Pour souligner cet anniversaire, rappelons-nous comment ce modèle a contribué, depuis ses débuts en 1986, à faire avancer les conditions de travail et de vie des professionnel-les de l’hôtellerie partout à travers la province.

Le préalable historique est l’arrivée massive à la CSN de syndicats d’hôtels, au début des années 80. Ces hôtels étaient auparavant affiliés au local 31 d’un syndicat américain, rongé par la corruption et les pratiques antidémocratiques. Entre 1980 et 1986, jusqu’à 10 000 travailleurs sont ainsi passés à la CSN par petits groupes lorsque leur convention collective arrivait à échéance.

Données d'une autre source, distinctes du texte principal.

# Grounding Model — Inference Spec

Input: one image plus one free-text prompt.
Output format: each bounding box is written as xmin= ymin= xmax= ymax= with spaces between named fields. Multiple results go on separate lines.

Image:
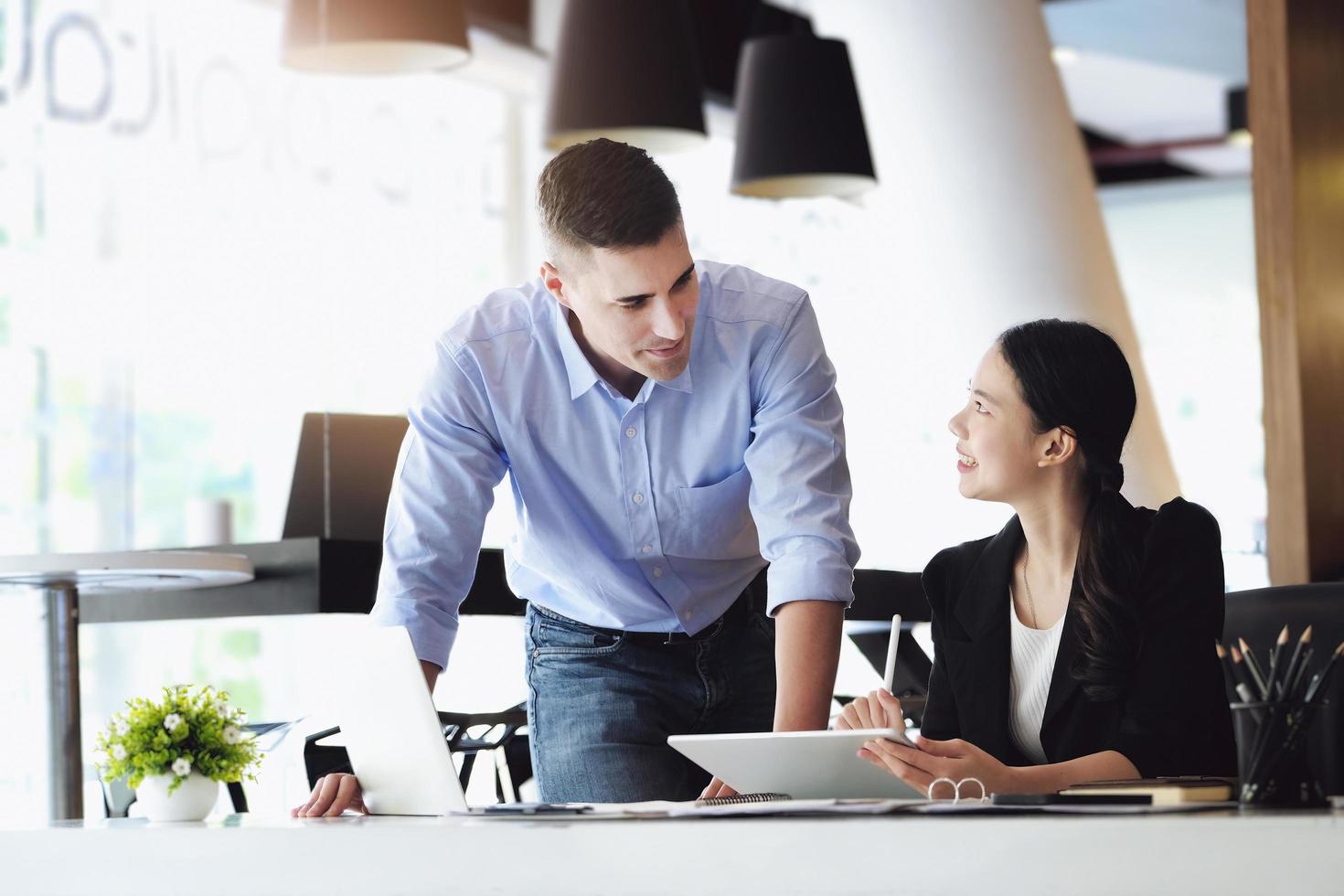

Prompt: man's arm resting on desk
xmin=700 ymin=601 xmax=846 ymax=798
xmin=774 ymin=601 xmax=846 ymax=731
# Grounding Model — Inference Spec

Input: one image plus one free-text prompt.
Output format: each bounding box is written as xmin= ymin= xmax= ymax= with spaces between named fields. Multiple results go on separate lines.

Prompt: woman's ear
xmin=1036 ymin=426 xmax=1078 ymax=467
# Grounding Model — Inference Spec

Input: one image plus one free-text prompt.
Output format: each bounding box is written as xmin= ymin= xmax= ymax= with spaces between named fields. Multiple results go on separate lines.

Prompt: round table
xmin=0 ymin=550 xmax=252 ymax=819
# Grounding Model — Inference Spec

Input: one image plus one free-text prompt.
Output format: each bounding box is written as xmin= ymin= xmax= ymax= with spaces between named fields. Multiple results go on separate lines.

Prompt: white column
xmin=806 ymin=0 xmax=1179 ymax=507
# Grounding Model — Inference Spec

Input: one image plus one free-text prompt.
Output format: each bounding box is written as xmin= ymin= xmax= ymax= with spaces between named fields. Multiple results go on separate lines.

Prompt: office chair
xmin=836 ymin=570 xmax=933 ymax=725
xmin=304 ymin=548 xmax=532 ymax=802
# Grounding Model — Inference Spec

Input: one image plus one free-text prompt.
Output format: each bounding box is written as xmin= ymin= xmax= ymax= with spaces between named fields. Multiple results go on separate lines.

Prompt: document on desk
xmin=472 ymin=799 xmax=926 ymax=821
xmin=910 ymin=801 xmax=1236 ymax=816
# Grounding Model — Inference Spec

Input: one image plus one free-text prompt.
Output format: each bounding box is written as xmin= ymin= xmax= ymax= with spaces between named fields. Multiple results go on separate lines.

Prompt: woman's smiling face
xmin=947 ymin=346 xmax=1049 ymax=504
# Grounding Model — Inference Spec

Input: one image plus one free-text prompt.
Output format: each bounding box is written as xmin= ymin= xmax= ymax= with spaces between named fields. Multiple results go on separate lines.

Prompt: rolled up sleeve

C’est en 1986 que des pionniers comme Lise Poulin, Gilles Duceppe, Jacques Lessard et plusieurs militants du secteur de l’hôtellerie ont pensé à unir les forces de tous ces syndicats pour négocier. Jean Lortie, secrétaire général de la CSN depuis 2011, également présent à l’époque, se souvient des discussions centrées sur l’idée de cesser de mettre les syndicats des différents hôtels en compétition et sur la nécessité de collaborer pour créer un rapport de force suffisant pour obtenir des gains pour tous les travailleurs et travailleuses.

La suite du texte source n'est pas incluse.